Over 6,000 years ago, early agriculturists of the Middle East (now Iran, Syria and Palestine) were cultivating the olive tree for it the oil of its fruit.

Mediterranean areas of Europe, Africa, and the Middle East have an ideal climate for olive cultivation, with long, hot summers, relatively mild winters, arid climates and well-drained soil. Those key conditions are replicated in Arizona, where the olive tree has been adopted for landscaping with some commercial development.

The Queen Creek Olive Mill is Arizona’s largest commercial olive grower. Their main grove is at the site of their press, storefront and restaurant in Queen Creek, but they contract with olive growers in the Yuma area.

Though Queen Creek cultivates several varieties of olives, including Pendolino (Italian), Picholine (French), and Mission (domestic), all their trees have relatively low water needs and are resistant to indigenous insects, so they require no pesticides.

Olive Oil Flavor

A culinary staple to Mediterranean countries, olive oil has been enthusiastically adopted by international cooks. Olive oil has a surprising range of flavors, from buttery to almost bitter. Surprisingly, the time of harvest dictates the flavor profile of an olive oil far more than the variety of the olive.

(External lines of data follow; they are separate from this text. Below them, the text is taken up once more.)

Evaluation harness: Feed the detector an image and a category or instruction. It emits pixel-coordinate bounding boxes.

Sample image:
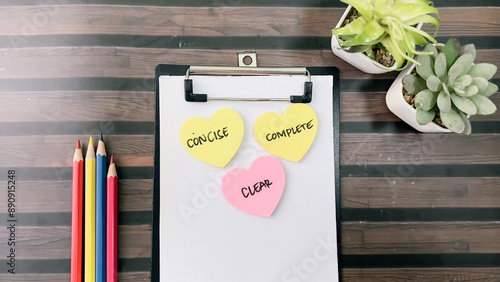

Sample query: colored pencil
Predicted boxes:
[107,155,118,282]
[71,140,83,282]
[85,137,95,282]
[95,133,107,281]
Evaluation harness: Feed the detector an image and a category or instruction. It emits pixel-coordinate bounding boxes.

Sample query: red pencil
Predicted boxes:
[106,155,118,282]
[71,140,83,282]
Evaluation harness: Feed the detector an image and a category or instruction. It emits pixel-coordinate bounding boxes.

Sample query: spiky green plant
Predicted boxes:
[403,38,498,135]
[332,0,439,70]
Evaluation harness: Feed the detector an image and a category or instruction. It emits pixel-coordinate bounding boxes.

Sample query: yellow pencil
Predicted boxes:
[84,137,96,282]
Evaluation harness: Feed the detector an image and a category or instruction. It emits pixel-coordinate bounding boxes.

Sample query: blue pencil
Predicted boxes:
[95,133,107,282]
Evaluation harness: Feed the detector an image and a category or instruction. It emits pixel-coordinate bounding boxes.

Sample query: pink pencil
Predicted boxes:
[71,140,83,282]
[106,155,118,282]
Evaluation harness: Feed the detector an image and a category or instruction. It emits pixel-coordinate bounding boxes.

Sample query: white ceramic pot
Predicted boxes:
[385,64,452,132]
[332,5,397,74]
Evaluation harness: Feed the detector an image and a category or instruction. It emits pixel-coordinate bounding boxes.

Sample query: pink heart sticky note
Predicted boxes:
[222,156,285,217]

Olives picked when they are green create an oil with a grassy, artichokey flavor that can be tasted at the back of the throat. This assertive oil makes a statement in salads or marinades.

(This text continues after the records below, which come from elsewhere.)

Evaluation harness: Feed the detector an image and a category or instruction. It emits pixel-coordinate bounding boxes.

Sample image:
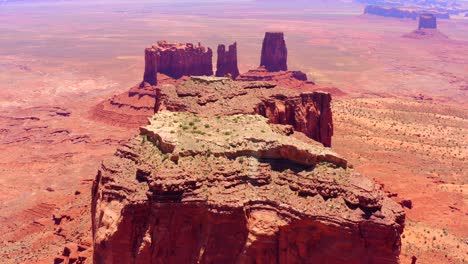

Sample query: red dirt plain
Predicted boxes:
[0,1,468,263]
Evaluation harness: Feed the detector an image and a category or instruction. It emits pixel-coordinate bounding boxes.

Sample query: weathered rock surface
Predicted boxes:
[152,41,213,79]
[364,5,418,19]
[216,43,239,79]
[89,74,184,128]
[364,5,450,19]
[418,13,437,29]
[92,112,405,263]
[260,32,288,72]
[142,48,158,86]
[155,77,333,147]
[403,13,449,41]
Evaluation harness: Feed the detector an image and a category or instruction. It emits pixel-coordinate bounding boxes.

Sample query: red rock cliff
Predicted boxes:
[155,77,333,147]
[255,92,333,147]
[216,43,239,79]
[92,112,405,264]
[153,41,213,79]
[418,14,437,29]
[260,32,288,72]
[142,48,158,86]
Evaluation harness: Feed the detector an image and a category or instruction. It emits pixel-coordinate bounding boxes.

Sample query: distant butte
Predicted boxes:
[91,33,344,147]
[403,13,449,40]
[216,43,239,79]
[260,32,288,72]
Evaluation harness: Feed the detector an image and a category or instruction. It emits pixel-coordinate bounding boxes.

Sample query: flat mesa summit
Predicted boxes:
[88,33,405,264]
[92,111,404,263]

Fully ripened, purple olives result in an oil that is smooth, fruity, and buttery when pressed. The mild flavor makes this type of oil a top choice for baking and is preferred by those with delicate palates. Most high quality commercial olive oils are comprised of a blend between barely ripe and fully ripened olives.

Queen Creek Olive Mill

Queen Creek Olive Mill offers three distinctive options in their selection of products. Their “Robust” oil is made from green olives in the first harvest, while their “Delicate” oil is pressed exclusively from the fully ripened, purple olives. Early and late harvest olives comprise their "Balanced" oil. All their olives are pressed within 24 hours of harvest, as is a requirement for any olive oil labeled as “extra virgin.” The mill also offers a line of flavored oils co-pressed with Meyer lemon, tangelo, or lime, or infused with flavors such as white truffle or garlic.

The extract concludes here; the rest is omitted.